One Single Proof
One Single Proof
classification : informal – rhetorical technique
Is a deceptive rhetorical flourish used primarily by denialists designed to apparently negate a preponderance of circumstantial evidence by claiming that without a specific key proof, the whole argument is invalid.
Foundations
The effectiveness of the technique is dependent on a sort of distortion of Occam’s razor whereby any evidence that does not provide the whole answer is ignored.

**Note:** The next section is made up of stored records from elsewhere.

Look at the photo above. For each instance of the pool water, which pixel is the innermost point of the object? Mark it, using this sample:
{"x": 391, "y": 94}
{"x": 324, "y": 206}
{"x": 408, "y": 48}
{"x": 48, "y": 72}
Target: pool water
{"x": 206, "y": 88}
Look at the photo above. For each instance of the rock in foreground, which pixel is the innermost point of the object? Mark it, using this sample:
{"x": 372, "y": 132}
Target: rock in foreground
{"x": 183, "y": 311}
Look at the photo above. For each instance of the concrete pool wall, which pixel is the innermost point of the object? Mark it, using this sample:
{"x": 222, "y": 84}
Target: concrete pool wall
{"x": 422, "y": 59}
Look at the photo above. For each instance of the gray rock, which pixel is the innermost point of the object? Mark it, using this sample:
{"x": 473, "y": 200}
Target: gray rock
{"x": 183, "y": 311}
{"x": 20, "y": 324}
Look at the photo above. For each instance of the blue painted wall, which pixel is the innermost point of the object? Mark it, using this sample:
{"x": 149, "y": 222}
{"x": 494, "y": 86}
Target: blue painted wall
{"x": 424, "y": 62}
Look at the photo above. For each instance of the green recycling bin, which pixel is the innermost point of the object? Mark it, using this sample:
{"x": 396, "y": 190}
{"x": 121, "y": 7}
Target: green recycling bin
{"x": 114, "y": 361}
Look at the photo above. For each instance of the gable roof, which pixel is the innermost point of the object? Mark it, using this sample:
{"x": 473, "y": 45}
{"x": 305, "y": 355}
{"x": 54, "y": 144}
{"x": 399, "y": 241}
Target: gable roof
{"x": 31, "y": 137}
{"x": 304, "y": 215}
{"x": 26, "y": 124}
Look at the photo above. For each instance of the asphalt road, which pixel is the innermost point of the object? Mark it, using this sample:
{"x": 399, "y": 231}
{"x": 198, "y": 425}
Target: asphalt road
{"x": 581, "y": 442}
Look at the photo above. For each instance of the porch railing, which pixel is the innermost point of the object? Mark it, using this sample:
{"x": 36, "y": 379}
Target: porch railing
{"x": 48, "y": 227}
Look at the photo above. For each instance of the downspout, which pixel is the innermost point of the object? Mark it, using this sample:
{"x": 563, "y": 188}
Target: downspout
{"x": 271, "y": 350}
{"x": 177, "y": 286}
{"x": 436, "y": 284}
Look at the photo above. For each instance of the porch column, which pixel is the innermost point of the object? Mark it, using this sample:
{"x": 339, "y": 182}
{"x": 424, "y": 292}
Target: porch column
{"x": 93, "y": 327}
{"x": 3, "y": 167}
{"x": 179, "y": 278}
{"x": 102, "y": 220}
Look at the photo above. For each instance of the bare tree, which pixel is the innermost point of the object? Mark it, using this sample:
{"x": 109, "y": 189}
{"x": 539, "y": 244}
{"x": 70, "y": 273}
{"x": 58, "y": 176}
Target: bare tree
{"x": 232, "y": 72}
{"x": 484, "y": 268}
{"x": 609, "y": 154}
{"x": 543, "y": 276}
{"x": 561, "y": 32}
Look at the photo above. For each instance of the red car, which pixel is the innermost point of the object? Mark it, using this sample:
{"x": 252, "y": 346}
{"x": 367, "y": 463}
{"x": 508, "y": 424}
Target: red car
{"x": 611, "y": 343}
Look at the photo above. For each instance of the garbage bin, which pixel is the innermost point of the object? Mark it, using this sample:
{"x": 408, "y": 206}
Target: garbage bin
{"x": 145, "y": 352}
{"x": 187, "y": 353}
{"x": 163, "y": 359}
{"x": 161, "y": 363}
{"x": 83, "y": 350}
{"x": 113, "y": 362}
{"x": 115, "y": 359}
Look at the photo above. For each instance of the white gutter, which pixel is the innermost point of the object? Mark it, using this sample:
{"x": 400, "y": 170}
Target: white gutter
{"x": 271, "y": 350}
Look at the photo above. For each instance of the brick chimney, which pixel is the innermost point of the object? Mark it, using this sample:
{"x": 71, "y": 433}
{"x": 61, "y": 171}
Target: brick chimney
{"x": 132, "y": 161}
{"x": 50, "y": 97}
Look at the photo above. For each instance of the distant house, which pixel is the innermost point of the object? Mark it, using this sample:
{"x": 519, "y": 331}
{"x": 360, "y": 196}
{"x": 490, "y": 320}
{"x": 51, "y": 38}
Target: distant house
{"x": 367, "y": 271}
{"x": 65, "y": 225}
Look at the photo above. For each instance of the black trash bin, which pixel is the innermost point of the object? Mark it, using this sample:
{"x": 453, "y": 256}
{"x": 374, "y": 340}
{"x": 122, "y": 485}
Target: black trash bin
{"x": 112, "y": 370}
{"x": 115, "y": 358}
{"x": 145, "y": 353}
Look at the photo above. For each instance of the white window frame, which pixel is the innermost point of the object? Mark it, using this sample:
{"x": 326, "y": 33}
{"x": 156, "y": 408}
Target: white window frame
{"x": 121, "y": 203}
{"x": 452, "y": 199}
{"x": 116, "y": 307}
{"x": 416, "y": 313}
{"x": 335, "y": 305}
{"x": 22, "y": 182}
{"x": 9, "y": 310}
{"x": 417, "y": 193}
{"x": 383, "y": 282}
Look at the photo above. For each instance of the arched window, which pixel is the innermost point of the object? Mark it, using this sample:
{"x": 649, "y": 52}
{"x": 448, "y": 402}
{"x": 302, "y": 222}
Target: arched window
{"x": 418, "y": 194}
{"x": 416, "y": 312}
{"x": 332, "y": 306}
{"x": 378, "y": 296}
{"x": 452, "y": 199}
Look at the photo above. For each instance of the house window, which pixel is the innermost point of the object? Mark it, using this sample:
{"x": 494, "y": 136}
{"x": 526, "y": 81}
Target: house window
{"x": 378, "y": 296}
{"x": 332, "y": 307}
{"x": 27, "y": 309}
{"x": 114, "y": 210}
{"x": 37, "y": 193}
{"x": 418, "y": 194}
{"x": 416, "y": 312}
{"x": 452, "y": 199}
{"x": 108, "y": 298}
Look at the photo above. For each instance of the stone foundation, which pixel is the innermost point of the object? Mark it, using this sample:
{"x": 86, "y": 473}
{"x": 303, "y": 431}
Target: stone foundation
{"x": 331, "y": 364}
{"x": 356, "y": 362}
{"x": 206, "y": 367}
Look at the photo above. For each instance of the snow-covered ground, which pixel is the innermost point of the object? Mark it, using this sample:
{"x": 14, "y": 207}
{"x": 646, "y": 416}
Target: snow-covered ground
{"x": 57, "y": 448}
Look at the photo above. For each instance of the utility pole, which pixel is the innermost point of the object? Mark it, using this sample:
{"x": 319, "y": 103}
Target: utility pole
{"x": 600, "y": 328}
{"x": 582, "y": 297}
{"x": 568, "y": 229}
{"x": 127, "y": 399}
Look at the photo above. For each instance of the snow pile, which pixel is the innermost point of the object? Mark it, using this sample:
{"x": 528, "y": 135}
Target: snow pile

The fallacy often rests on the idea that without a particular key bit of information, the entire system will fall apart. While this is sometimes the case, particularly when dealing with mathematical proofs, forensic arguments often make use of large quantities of circumstantial evidence in such a way as to point directly to a cause without a single smoking gun
Example
Among deniers of the harmful effects of tobacco smoking (active and passive), demanding that public health authorities produce the death certificate of one person who died as a consequence of exposure to secondhand smoke, and, in the absence of such a death certificate, concluding that such exposure is innocuous.
Other Names
Smoking gun
Extraordinary claims require extraordinary evidence
Note: Rhetorical techniques such as Poisoning the Well is not, strictly speaking, a logical fallacy since it is not a type of argument. Rather, it is a logical boobytrap set by the poisoner to tempt the unwary audience into committing an ad hominem fallacy. An argument must stand or fall on its own, regardless of who makes it.